Published 16 Mar 2021 in cs.CL and cs.CV

Abstract: Multimodal pre-training has propelled great advancement in vision-and-language research. These large-scale pre-trained models, although successful, fatefully suffer from slow inference speed due to enormous computation cost mainly from cross-modal attention in Transformer architecture. When applied to real-life applications, such latency and computation demand severely deter the practical use of pre-trained models. In this paper, we study Image-text retrieval (ITR), the most mature scenario of V+L application, which has been widely studied even prior to the emergence of recent pre-trained models. We propose a simple yet highly effective approach, LightningDOT that accelerates the inference time of ITR by thousands of times, without sacrificing accuracy. LightningDOT removes the time-consuming cross-modal attention by pre-training on three novel learning objectives, extracting feature indexes offline, and employing instant dot-product matching with further re-ranking, which significantly speeds up retrieval process. In fact, LightningDOT achieves new state of the art across multiple ITR benchmarks such as Flickr30k, COCO and Multi30K, outperforming existing pre-trained models that consume 1000x magnitude of computational hours. Code and pre-training checkpoints are available at https://github.com/intersun/LightningDOT.

Overview of LightningDOT: Pre-training Visual-Semantic Embeddings for Real-Time Image-Text Retrieval

The paper "LightningDOT: Pre-training Visual-Semantic Embeddings for Real-Time Image-Text Retrieval" addresses the inefficiency challenges within multidimensional visual-and-language (V+L) models and proposes a novel approach for the Image-Text Retrieval (ITR) task. The existing V+L models, while powerful in terms of capabilities, suffer from significant computational costs due to the use of cross-modal attention mechanisms in Transformer architectures. These limitations impede their application in real-time environments where quick responses are beneficial.

LightningDOT introduces a methodology to dramatically enhance the inference speed of image-text retrieval by circumventing the computationally expensive cross-modal attention. Its primary innovation is the implementation of dot-product matching between pre-trained feature embeddings of images and text, supplemented by a re-ranking process to refine results. This strategy results in acceleration factors of up to thousands, as compared to traditional models, while maintaining or even improving the retrieval accuracy.

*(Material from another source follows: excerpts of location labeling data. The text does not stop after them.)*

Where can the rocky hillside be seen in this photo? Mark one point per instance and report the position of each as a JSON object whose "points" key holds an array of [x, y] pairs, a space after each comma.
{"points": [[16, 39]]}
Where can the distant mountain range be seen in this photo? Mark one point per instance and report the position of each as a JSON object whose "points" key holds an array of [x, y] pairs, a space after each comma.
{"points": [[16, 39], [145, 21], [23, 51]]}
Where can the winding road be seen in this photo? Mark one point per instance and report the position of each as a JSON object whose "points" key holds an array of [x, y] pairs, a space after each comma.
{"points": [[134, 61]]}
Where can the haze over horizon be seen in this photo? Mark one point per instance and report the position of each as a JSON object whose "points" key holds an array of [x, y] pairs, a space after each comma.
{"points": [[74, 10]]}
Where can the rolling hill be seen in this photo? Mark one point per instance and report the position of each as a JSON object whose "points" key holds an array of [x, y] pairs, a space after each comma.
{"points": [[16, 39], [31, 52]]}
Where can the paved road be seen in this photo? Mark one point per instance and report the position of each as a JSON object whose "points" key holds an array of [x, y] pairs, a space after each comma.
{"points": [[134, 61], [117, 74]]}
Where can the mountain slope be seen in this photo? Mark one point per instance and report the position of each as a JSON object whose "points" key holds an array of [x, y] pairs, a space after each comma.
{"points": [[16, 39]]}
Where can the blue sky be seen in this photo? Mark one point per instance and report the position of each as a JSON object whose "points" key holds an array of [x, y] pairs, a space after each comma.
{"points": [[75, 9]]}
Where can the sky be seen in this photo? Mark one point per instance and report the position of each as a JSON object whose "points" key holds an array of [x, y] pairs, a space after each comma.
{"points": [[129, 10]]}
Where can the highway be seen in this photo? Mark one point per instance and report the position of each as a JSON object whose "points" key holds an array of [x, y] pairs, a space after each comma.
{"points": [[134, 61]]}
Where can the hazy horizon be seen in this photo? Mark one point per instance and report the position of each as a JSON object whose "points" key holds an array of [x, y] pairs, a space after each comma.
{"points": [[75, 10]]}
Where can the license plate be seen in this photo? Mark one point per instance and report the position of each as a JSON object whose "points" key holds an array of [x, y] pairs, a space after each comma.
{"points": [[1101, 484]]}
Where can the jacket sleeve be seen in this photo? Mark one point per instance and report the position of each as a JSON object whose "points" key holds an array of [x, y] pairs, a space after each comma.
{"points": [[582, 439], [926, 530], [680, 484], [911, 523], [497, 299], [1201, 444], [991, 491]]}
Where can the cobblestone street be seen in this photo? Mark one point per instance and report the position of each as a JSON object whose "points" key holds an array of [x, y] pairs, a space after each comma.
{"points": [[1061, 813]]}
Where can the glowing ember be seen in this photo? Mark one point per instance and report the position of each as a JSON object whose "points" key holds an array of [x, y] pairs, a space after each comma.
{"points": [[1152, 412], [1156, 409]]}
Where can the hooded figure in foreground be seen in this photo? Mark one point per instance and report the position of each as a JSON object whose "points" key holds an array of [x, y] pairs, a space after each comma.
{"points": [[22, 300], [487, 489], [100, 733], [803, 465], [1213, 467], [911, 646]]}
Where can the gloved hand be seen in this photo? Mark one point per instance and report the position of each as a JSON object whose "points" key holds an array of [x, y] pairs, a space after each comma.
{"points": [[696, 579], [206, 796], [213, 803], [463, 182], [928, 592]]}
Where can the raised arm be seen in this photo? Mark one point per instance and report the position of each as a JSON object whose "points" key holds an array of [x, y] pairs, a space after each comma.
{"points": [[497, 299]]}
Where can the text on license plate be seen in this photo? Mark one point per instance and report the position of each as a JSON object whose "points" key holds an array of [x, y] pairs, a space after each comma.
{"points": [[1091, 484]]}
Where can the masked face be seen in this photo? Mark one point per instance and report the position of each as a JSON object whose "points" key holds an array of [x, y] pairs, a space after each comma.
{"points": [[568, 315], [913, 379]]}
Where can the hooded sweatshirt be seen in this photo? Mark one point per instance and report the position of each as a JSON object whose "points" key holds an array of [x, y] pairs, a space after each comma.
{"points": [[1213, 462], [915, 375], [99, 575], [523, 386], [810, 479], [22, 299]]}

Methodological Advancements

The paper presents several technical innovations:

  1. Efficient Cross-Modal Embedding: LightningDOT avoids the intensive cross-modal attention mechanisms by utilizing separate Transformer encoders for image and text, specifically pre-trained to extract high-quality embeddings. The pre-training involves three custom-designed tasks—Visual-embedding fused Masked LLMing (VMLM), Semantic-embedding fused Masked Region Modeling (SMRM), and a Cross-modal Retrieval Objective (CMR). This approach fosters efficient and effective learning of cross-modal representations without the need for cross-attention layers.
  2. Offline Feature Extraction: The model supports offline computation of image embeddings, thereby allowing these representations to be stored as indexes. When a retrieval request is processed, only the text embedding is computed online, ensuring rapid assessments and comparisons against the pre-computed image indexes.
  3. Re-ranking Mechanism: Despite bypassing cross-attention during initial retrievals, LightningDOT incorporates a re-ranking mechanism utilizing a more computationally demanding model for top-retrieved candidates. This stage ensures that the final retrieval fidelity is competitive with state-of-the-art approaches.

Empirical Evaluation

The comprehensive experimentation conducted on the ITR benchmarks, including Flickr30K and COCO datasets, elucidates LightningDOT's performance. The model not only achieves state-of-the-art accuracy but also provides a striking acceleration in retrieval operations—surpassing models like UNITER by up to 1900 times in speed. Additionally, in scenarios involving larger candidate pools, LightningDOT is reportedly 23,000 times faster, highlighting its practical applicability in real-world tasks demanding efficiency and scalability.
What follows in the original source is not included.